Chapter 9.06


9.06.010    Definitions.

9.06.020    Trespass in the third degree.

9.06.030    Trespass – Defenses.

9.06.010 Definitions.

The following definitions apply in this chapter:

A. “Premises” includes any building, dwelling, or structure used for commercial aquaculture, or any real property;

B. “Enter,” when constituting an element or part of an offense, shall include the entrance of the person, or the insertion of any part of his or her body, or any instrument or weapon held in his or her hand and used or intended to be used to threaten or intimidate a person or to detach or remove property;

C. Enters or Remains Unlawfully. A person “enters or remains unlawfully” in or upon premises when he or she is not then licensed, invited, or otherwise privileged to so enter or remain. A license or privilege to enter or remain in a building which is only partly open to the public is not a license or privilege to enter or remain in that part of a building which is not open to the public. A person who enters or remains upon unimproved and apparently unused land, which is neither fenced nor otherwise enclosed in a manner designed to exclude intruders, does so with license and privilege unless notice against trespass is personally communicated to him by the owner of the land or some other authorized person, or unless notice is given by posting in a conspicuous manner. Land that is used for commercial aquaculture or for growing an agricultural crop or crops, other than timber, is not unimproved and apparently unused land if a crop or any other sign of cultivation is clearly visible or if notice is given by posting in a conspicuous manner. Similarly, a field fenced in any manner is not unimproved and apparently unused land;

D. Negligent or Negligence. A person is “negligent” or acts with “negligence” when he or she fails to be aware of a substantial risk that a wrongful act may occur and his or her failure to be aware of such substantial risk constitutes a gross deviation from the standard of care that a reasonable man would exercise in the same situation. (Ord. 2006-4 § 1, 2006).

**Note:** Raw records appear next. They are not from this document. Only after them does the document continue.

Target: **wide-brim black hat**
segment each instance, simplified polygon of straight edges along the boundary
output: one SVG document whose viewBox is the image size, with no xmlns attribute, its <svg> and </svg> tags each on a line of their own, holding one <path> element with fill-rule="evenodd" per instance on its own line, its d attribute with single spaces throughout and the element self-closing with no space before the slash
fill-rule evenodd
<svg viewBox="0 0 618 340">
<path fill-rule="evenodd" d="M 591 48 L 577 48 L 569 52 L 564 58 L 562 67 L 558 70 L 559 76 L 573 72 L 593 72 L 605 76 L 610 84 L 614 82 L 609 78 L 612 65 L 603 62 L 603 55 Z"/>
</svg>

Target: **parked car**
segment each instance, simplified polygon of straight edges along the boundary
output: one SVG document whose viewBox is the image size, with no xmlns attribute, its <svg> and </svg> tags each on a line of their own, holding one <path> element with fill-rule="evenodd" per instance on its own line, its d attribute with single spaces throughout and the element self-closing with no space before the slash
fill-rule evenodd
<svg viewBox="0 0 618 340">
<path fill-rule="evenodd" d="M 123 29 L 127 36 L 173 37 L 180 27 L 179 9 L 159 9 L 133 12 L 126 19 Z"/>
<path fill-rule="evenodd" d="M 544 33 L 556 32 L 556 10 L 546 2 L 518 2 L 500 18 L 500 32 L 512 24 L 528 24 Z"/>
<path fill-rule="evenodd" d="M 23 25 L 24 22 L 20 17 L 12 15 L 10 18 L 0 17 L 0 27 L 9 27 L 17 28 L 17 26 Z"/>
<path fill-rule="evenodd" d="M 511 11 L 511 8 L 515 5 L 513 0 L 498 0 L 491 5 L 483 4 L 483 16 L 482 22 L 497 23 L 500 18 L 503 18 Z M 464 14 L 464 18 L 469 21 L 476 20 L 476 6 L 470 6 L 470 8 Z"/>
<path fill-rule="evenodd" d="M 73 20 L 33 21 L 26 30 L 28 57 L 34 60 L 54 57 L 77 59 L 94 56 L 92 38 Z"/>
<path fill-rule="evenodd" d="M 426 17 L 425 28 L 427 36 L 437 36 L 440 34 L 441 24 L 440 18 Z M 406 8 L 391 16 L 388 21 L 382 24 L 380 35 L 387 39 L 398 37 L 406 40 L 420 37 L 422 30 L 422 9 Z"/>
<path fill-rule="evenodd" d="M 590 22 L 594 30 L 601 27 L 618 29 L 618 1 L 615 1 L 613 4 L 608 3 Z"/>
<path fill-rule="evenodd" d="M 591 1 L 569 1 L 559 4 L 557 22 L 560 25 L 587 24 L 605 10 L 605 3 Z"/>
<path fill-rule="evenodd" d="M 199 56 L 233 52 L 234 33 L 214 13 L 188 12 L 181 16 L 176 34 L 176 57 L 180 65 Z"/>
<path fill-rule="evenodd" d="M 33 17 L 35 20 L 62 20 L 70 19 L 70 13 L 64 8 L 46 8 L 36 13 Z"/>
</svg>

9.06.020 Trespass in the third degree.

A. A person has committed trespass in the third degree if he or she negligently enters or remains unlawfully in or upon premises of another under circumstances not constituting criminal trespass in the first or second degree.

B. Trespass in the third degree is a misdemeanor subject to penalty as provided in TMC 9.05.070. (Ord. 2006-4 § 1, 2006).

9.06.030 Trespass – Defenses.

In any prosecution under this chapter, it is a defense that:

A. A building involved in an offense under this chapter was abandoned; or

B. The premises were at the time open to members of the public and the actor complied with all lawful conditions imposed on access to or remaining in the premises; or

C. The actor reasonably believed that the owner of the premises, or other person empowered to license access thereto, would have licensed him to enter or remain; or

D. The actor was attempting to serve legal process which includes any document required or allowed to be served upon persons or property by any statute, rule, ordinance, regulation, or court order, excluding delivery by the mails of the United States. This defense applies only if the actor did not enter into a private residence or other building not open to the public and the entry onto the premises was reasonable and necessary for service of the legal process. (Ord. 2006-4 § 1, 2006).